I wish to finish on the issue of lying to Parliament. Members will know that it is available to Parliament, through the Speaker or the Chairman of a Select Committee, under the Parliamentary Witnesses Oaths Act 1871, which was added to by the Perjury Act 1911, to insist that a witness providing evidence to the Commons do so on oath. It is difficult, if doing an investigation that goes on for six months, to decide suddenly that the one witness who is coming before the Committee on a particular day needs to give evidence on oath, because that would imply that they are the one person who cannot be trusted. I would prefer us to move to a model in which every person who gives evidence to a Select Committee does so on oath.

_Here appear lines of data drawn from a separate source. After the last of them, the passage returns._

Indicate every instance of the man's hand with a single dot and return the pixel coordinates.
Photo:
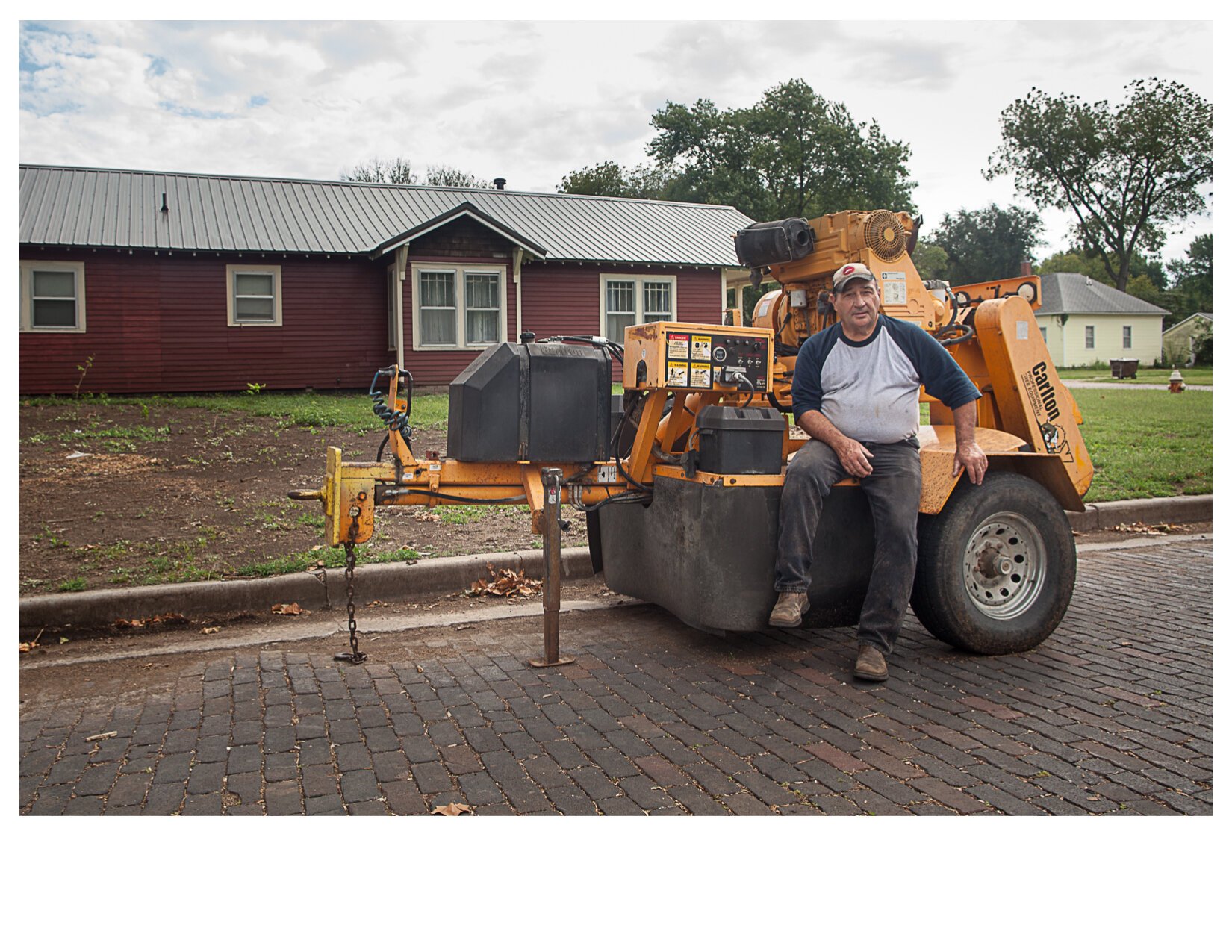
(968, 456)
(854, 456)
(968, 453)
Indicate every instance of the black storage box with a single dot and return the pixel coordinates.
(774, 243)
(542, 403)
(741, 441)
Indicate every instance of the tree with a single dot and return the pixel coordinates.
(1194, 277)
(987, 244)
(610, 178)
(1127, 174)
(455, 178)
(394, 172)
(792, 155)
(397, 172)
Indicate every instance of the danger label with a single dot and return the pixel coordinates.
(678, 346)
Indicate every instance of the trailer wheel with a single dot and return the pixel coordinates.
(996, 568)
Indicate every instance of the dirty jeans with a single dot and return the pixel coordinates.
(894, 494)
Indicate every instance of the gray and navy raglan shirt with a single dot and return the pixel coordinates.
(870, 388)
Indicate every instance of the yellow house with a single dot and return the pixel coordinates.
(1182, 339)
(1084, 320)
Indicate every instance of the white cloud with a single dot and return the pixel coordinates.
(532, 102)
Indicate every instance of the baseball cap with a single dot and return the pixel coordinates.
(855, 270)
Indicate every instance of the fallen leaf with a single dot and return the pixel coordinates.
(454, 809)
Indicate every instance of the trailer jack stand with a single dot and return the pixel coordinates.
(551, 477)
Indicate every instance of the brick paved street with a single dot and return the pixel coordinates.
(1113, 715)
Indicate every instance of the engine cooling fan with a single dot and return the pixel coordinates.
(885, 235)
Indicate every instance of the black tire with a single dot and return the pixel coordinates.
(996, 568)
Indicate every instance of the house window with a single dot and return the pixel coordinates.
(458, 307)
(631, 299)
(392, 305)
(254, 296)
(53, 296)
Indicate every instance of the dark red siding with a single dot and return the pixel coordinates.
(158, 323)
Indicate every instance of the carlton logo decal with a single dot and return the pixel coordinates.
(1044, 404)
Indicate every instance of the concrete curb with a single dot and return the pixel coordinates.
(320, 589)
(1169, 509)
(397, 580)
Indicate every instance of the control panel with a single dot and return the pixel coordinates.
(697, 356)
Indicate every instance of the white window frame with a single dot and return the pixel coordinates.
(460, 273)
(273, 270)
(28, 291)
(640, 316)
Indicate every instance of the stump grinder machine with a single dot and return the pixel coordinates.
(680, 478)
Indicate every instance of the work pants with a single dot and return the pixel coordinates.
(894, 493)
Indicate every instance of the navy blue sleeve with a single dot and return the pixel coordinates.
(806, 382)
(939, 372)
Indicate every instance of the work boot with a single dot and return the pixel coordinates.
(788, 610)
(870, 664)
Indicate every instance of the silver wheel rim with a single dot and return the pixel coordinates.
(1004, 565)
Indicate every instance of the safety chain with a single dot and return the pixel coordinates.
(356, 656)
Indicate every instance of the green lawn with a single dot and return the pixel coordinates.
(1147, 442)
(1142, 442)
(1146, 375)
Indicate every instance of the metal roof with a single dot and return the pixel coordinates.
(1068, 293)
(113, 208)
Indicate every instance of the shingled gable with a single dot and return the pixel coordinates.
(195, 282)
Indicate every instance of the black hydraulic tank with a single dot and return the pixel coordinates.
(531, 402)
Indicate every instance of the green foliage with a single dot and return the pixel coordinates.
(1194, 279)
(398, 172)
(930, 260)
(1125, 172)
(610, 178)
(792, 155)
(986, 244)
(1147, 442)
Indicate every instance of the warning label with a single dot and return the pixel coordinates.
(678, 346)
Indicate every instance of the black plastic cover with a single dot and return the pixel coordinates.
(774, 243)
(531, 402)
(741, 441)
(706, 553)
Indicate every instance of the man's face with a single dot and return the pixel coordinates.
(858, 305)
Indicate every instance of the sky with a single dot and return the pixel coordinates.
(531, 102)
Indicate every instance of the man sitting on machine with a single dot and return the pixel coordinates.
(856, 394)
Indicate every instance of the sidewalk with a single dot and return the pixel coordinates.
(328, 589)
(1112, 715)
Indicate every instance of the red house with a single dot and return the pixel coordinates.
(195, 282)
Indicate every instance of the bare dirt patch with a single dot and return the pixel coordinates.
(170, 494)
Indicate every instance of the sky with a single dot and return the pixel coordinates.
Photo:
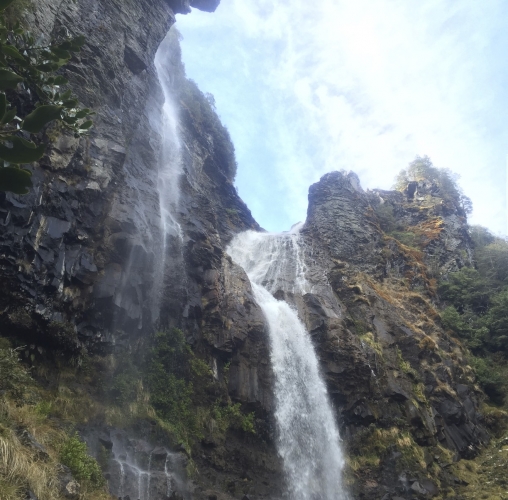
(305, 88)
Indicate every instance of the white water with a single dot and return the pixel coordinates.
(308, 439)
(170, 166)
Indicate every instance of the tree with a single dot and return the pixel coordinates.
(31, 96)
(422, 169)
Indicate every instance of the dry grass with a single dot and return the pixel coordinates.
(21, 468)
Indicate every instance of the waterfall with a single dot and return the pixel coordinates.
(307, 436)
(171, 261)
(170, 162)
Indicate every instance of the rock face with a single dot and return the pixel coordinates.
(87, 268)
(390, 367)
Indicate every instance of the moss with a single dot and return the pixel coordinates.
(404, 366)
(83, 467)
(22, 467)
(372, 445)
(368, 338)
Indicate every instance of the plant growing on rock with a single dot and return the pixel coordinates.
(83, 467)
(31, 97)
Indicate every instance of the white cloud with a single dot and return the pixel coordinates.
(311, 87)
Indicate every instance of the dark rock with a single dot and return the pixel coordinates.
(206, 5)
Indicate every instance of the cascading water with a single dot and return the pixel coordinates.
(308, 438)
(171, 152)
(168, 185)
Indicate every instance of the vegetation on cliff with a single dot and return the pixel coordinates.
(31, 97)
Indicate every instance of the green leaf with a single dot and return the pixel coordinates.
(70, 119)
(5, 3)
(78, 42)
(3, 105)
(15, 180)
(8, 79)
(9, 116)
(22, 151)
(60, 80)
(11, 51)
(70, 103)
(60, 53)
(41, 116)
(47, 67)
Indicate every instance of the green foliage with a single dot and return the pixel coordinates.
(497, 321)
(489, 377)
(27, 73)
(83, 467)
(465, 289)
(205, 118)
(231, 415)
(477, 310)
(468, 326)
(123, 387)
(181, 392)
(404, 365)
(407, 238)
(422, 169)
(386, 217)
(14, 377)
(169, 376)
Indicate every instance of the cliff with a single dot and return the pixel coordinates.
(92, 265)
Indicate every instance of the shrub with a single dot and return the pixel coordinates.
(490, 378)
(83, 467)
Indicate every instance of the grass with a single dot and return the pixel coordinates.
(46, 416)
(373, 444)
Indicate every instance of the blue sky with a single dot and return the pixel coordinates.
(309, 87)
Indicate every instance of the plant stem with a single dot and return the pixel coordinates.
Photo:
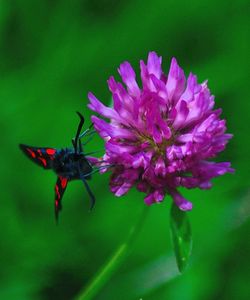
(114, 262)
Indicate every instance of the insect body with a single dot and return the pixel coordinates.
(68, 164)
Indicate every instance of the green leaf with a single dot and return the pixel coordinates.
(181, 236)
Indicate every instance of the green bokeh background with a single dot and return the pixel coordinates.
(51, 54)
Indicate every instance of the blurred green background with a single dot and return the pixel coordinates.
(51, 54)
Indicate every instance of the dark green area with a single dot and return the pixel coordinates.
(181, 236)
(51, 54)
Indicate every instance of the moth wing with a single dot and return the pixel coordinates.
(60, 188)
(39, 155)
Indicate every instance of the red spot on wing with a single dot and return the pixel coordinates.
(57, 193)
(63, 182)
(44, 162)
(51, 151)
(31, 152)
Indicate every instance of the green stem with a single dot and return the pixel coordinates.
(105, 273)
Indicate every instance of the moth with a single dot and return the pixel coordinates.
(68, 164)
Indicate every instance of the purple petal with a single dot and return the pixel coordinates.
(175, 82)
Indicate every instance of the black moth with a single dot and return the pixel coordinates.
(68, 164)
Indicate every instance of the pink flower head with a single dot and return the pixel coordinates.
(163, 135)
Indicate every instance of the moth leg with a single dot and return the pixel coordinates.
(91, 195)
(60, 188)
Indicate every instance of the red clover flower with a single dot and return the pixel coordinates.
(163, 135)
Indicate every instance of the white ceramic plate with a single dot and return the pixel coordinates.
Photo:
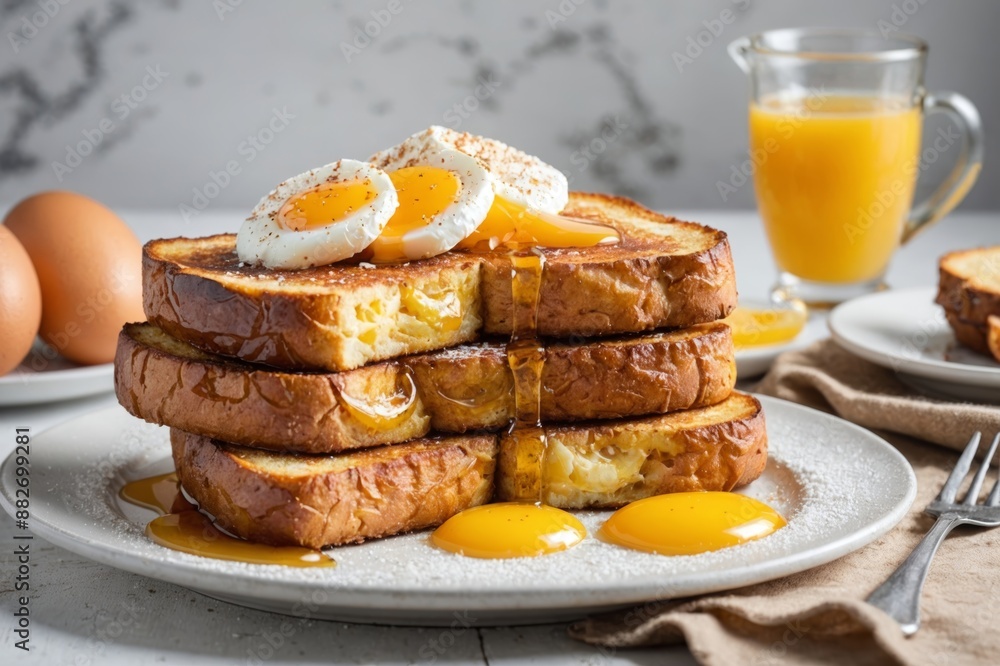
(42, 378)
(755, 361)
(839, 486)
(905, 331)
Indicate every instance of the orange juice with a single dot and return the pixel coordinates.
(834, 179)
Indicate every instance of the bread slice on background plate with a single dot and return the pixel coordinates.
(969, 292)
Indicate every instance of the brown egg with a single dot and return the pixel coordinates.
(89, 266)
(20, 302)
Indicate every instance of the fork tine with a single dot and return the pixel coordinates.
(950, 487)
(994, 498)
(977, 481)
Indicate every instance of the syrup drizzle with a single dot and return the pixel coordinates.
(180, 526)
(526, 358)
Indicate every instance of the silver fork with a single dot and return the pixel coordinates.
(899, 595)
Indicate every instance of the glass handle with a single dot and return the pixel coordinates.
(738, 51)
(963, 175)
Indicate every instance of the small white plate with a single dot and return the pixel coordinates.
(47, 377)
(754, 361)
(838, 485)
(905, 331)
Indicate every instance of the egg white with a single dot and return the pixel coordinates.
(261, 240)
(463, 215)
(517, 177)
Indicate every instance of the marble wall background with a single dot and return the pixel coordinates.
(163, 94)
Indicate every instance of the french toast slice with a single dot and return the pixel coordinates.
(611, 463)
(664, 274)
(470, 387)
(974, 336)
(314, 501)
(969, 284)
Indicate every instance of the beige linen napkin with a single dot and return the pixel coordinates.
(819, 616)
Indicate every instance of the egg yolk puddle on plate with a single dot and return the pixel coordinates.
(511, 225)
(325, 204)
(509, 529)
(690, 523)
(753, 327)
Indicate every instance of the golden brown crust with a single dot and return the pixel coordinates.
(993, 336)
(665, 273)
(165, 381)
(969, 284)
(289, 500)
(197, 290)
(646, 282)
(973, 336)
(283, 498)
(608, 464)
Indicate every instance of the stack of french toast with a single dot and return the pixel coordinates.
(335, 403)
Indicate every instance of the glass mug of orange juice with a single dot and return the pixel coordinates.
(835, 147)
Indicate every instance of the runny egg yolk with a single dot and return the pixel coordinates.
(424, 193)
(509, 529)
(690, 523)
(325, 204)
(765, 326)
(511, 225)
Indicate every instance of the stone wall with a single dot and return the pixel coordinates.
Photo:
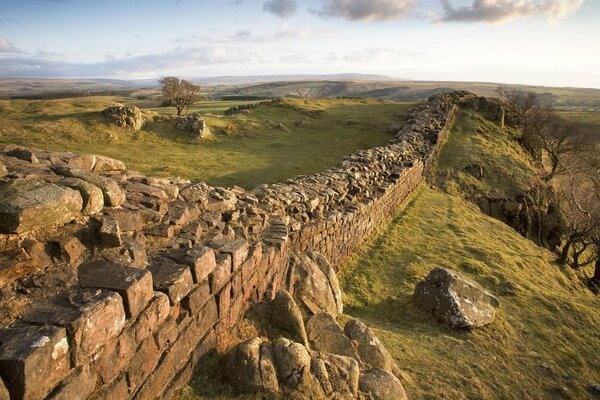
(114, 285)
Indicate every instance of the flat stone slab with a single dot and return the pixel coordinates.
(33, 359)
(133, 284)
(26, 205)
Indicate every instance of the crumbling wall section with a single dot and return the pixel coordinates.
(121, 293)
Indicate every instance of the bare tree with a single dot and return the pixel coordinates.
(579, 200)
(179, 93)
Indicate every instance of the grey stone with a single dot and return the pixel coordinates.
(286, 315)
(370, 349)
(93, 199)
(377, 384)
(455, 299)
(26, 205)
(325, 335)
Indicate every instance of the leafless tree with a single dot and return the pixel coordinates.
(179, 93)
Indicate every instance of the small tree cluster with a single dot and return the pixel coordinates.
(179, 93)
(570, 163)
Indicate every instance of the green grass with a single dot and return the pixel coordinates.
(473, 140)
(249, 149)
(543, 339)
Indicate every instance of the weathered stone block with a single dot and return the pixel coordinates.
(134, 285)
(238, 249)
(201, 261)
(175, 280)
(222, 273)
(26, 205)
(114, 357)
(143, 362)
(33, 360)
(198, 297)
(116, 390)
(151, 318)
(456, 300)
(93, 199)
(109, 232)
(79, 384)
(91, 319)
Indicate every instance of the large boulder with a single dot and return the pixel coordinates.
(286, 315)
(193, 124)
(455, 299)
(370, 349)
(313, 288)
(377, 384)
(124, 116)
(28, 204)
(249, 367)
(288, 369)
(325, 335)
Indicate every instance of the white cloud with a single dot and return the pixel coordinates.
(7, 47)
(366, 10)
(281, 8)
(501, 11)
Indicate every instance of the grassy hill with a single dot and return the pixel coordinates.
(262, 146)
(543, 342)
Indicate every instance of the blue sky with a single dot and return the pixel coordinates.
(548, 42)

I am concerned that the Government want to introduce a new parliamentary privilege Bill which, as I understand it, will put into statute provision on oaths. The danger with that is that if someone lied to Parliament, the case would be decided in the courts, but the courts would almost certainly ask whether the Committee had the right to ask the question, as a judge in a court might ask whether a question was inappropriate and rule that it need not be answered. Was the witness being bullied? Was the witness having a question sprung on them to which they could not possibly know the answer? Were they being ganged up on, and so on? The danger is that we would lose control of our own proceedings.

We should act robustly in relation to those who have lied to us; they should be summoned to the Bar of the House and, as in the 1950s, we should not be frightened of telling people where to get off when they have manifestly, in effect, put two fingers up to Parliament. I am not convinced, however, that that element needs to be in statute law.

Many people think that we have heard the last bit of this story, but I suspect that we have just crept into act IV, scene ii, after being in act III, scene ii, for a long time. I hope that hon. Members will bear it in mind that although we might be punch drunk about the story, there are a lot more punches to come. So far, Leveson has completely avoided touching anything of a criminal nature—rightly, because no one wants to compromise the ongoing criminal investigations or the prosecutions that I suspect may follow. In the end, however, I think we will find that this has been the single largest corporate corruption case in this country for more than 250 years.